Gaussian process models for stellar variability

When fitting exoplanets, we also need to fit for the stellar variability and Gaussian Processes (GPs) are often a good descriptive model for this variation. PyMC3 has support for all sorts of general GP models, but exoplanet interfaces with the celerite2 library to provide support for scalable 1D GPs (take a look at the Getting started tutorial on the celerite2 docs for a crash course) that can work with large datasets. In this tutorial, we go through the process of modeling the light curve of a rotating star observed by Kepler using exoplanet and celerite2.

First, let’s download and plot the data:

[3]:
import numpy as np
import lightkurve as lk
import matplotlib.pyplot as plt

lcf = lk.search_lightcurve(
    "TIC 10863087", mission="TESS", author="SPOC"
).download_all(quality_bitmask="hardest", flux_column="pdcsap_flux")
lc = lcf.stitch().remove_nans().remove_outliers()
lc = lc[:5000]
_, mask = lc.flatten().remove_outliers(sigma=3.0, return_mask=True)
lc = lc[~mask]

x = np.ascontiguousarray(lc.time.value, dtype=np.float64)
y = np.ascontiguousarray(lc.flux, dtype=np.float64)
yerr = np.ascontiguousarray(lc.flux_err, dtype=np.float64)
mu = np.mean(y)
y = (y / mu - 1) * 1e3
yerr = yerr * 1e3 / mu

plt.plot(x, y, "k")
plt.xlim(x.min(), x.max())
plt.xlabel("time [days]")
plt.ylabel("relative flux [ppt]")
_ = plt.title("TIC 10863087")
Warning: 33% (6455/19412) of the cadences will be ignored due to the quality mask (quality_bitmask=8191).
../../_images/tutorials_stellar-variability_4_1.png

A Gaussian process model for stellar variability

This looks like the light curve of a rotating star, and it has been shown that it is possible to model this variability by using a quasiperiodic Gaussian process. To start with, let’s get an estimate of the rotation period using the Lomb-Scargle periodogram:

[4]:
import exoplanet as xo

results = xo.estimators.lomb_scargle_estimator(
    x, y, max_peaks=1, min_period=0.1, max_period=2.0, samples_per_peak=50
)

peak = results["peaks"][0]
freq, power = results["periodogram"]
plt.plot(1 / freq, power, "k")
plt.axvline(peak["period"], color="k", lw=4, alpha=0.3)
plt.xlim((1 / freq).min(), (1 / freq).max())
plt.yticks([])
plt.xlabel("period [days]")
_ = plt.ylabel("power")
../../_images/tutorials_stellar-variability_6_0.png

Now, using this initialization, we can set up the GP model in exoplanet and celerite2. We’ll use the RotationTerm kernel that is a mixture of two simple harmonic oscillators with periods separated by a factor of two.

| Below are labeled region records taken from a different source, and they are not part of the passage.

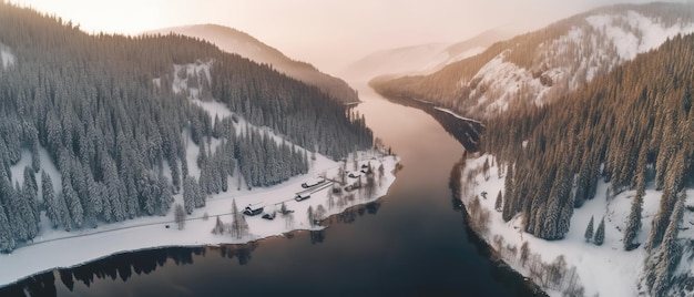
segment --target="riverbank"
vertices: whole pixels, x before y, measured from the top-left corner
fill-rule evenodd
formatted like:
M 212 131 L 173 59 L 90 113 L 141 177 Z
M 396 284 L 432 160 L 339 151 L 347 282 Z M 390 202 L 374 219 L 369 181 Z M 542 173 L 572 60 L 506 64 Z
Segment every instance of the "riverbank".
M 366 204 L 386 195 L 395 182 L 395 171 L 400 158 L 384 155 L 380 152 L 358 152 L 356 161 L 354 154 L 346 162 L 335 162 L 316 155 L 308 174 L 296 176 L 279 185 L 264 188 L 236 188 L 229 186 L 228 193 L 221 193 L 208 197 L 202 208 L 196 208 L 186 217 L 183 228 L 174 219 L 173 209 L 166 216 L 140 217 L 126 222 L 108 224 L 93 229 L 73 232 L 53 231 L 47 226 L 43 234 L 33 243 L 19 247 L 11 254 L 0 255 L 0 286 L 16 283 L 31 275 L 62 267 L 79 266 L 82 263 L 103 258 L 114 254 L 133 250 L 157 248 L 165 246 L 205 246 L 223 244 L 243 244 L 271 236 L 282 236 L 286 233 L 307 229 L 317 231 L 324 226 L 309 222 L 307 211 L 310 207 L 315 219 L 320 221 L 330 215 L 339 214 L 345 209 Z M 305 191 L 302 184 L 316 175 L 329 180 L 339 180 L 338 170 L 346 166 L 349 172 L 359 172 L 363 165 L 372 167 L 375 187 L 366 188 L 366 174 L 358 178 L 346 177 L 349 184 L 363 187 L 341 194 L 333 194 L 333 182 L 327 181 L 314 188 L 310 198 L 297 202 L 296 193 Z M 379 167 L 382 165 L 382 175 Z M 356 168 L 354 166 L 357 166 Z M 345 185 L 346 186 L 346 185 Z M 344 188 L 344 186 L 343 186 Z M 175 195 L 175 203 L 182 203 L 182 195 Z M 227 227 L 232 223 L 232 204 L 236 203 L 239 211 L 248 204 L 262 203 L 264 213 L 279 212 L 284 202 L 286 208 L 293 211 L 287 215 L 276 213 L 272 221 L 262 218 L 262 215 L 245 216 L 248 233 L 241 238 L 232 236 L 228 231 L 223 234 L 213 234 L 217 217 Z M 320 211 L 322 209 L 322 211 Z M 44 219 L 45 221 L 45 219 Z
M 487 174 L 483 173 L 484 162 L 490 163 Z M 496 198 L 499 193 L 503 193 L 504 174 L 499 174 L 493 156 L 469 158 L 461 178 L 461 197 L 471 227 L 504 263 L 548 295 L 626 297 L 640 294 L 639 284 L 647 254 L 643 245 L 625 252 L 622 244 L 622 231 L 626 225 L 634 191 L 608 198 L 605 193 L 609 184 L 600 181 L 596 196 L 574 209 L 565 238 L 550 242 L 524 233 L 520 215 L 504 222 L 496 209 Z M 692 196 L 692 193 L 687 194 Z M 639 243 L 645 242 L 651 232 L 651 221 L 657 213 L 660 196 L 660 192 L 646 190 L 642 229 L 636 237 Z M 595 226 L 602 217 L 605 219 L 605 236 L 601 246 L 588 243 L 584 238 L 591 217 Z M 680 237 L 683 236 L 681 234 Z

As you can see from the periodogram above, this might be a good model for this light curve and I’ve found that it works well in many cases.

[5]:
import pymc3 as pm
import pymc3_ext as pmx
import aesara_theano_fallback.tensor as tt
from celerite2.theano import terms, GaussianProcess

with pm.Model() as model:

    # The mean flux of the time series
    mean = pm.Normal("mean", mu=0.0, sd=10.0)

    # A jitter term describing excess white noise
    log_jitter = pm.Normal("log_jitter", mu=np.log(np.mean(yerr)), sd=2.0)

    # A term to describe the non-periodic variability
    sigma = pm.InverseGamma(
        "sigma", **pmx.estimate_inverse_gamma_parameters(1.0, 5.0)
    )
    rho = pm.InverseGamma(
        "rho", **pmx.estimate_inverse_gamma_parameters(0.5, 2.0)
    )

    # The parameters of the RotationTerm kernel
    sigma_rot = pm.InverseGamma(
        "sigma_rot", **pmx.estimate_inverse_gamma_parameters(1.0, 5.0)
    )
    log_period = pm.Normal("log_period", mu=np.log(peak["period"]), sd=2.0)
    period = pm.Deterministic("period", tt.exp(log_period))
    log_Q0 = pm.Normal("log_Q0", mu=0.0, sd=2.0)
    log_dQ = pm.Normal("log_dQ", mu=0.0, sd=2.0)
    f = pm.Uniform("f", lower=0.1, upper=1.0)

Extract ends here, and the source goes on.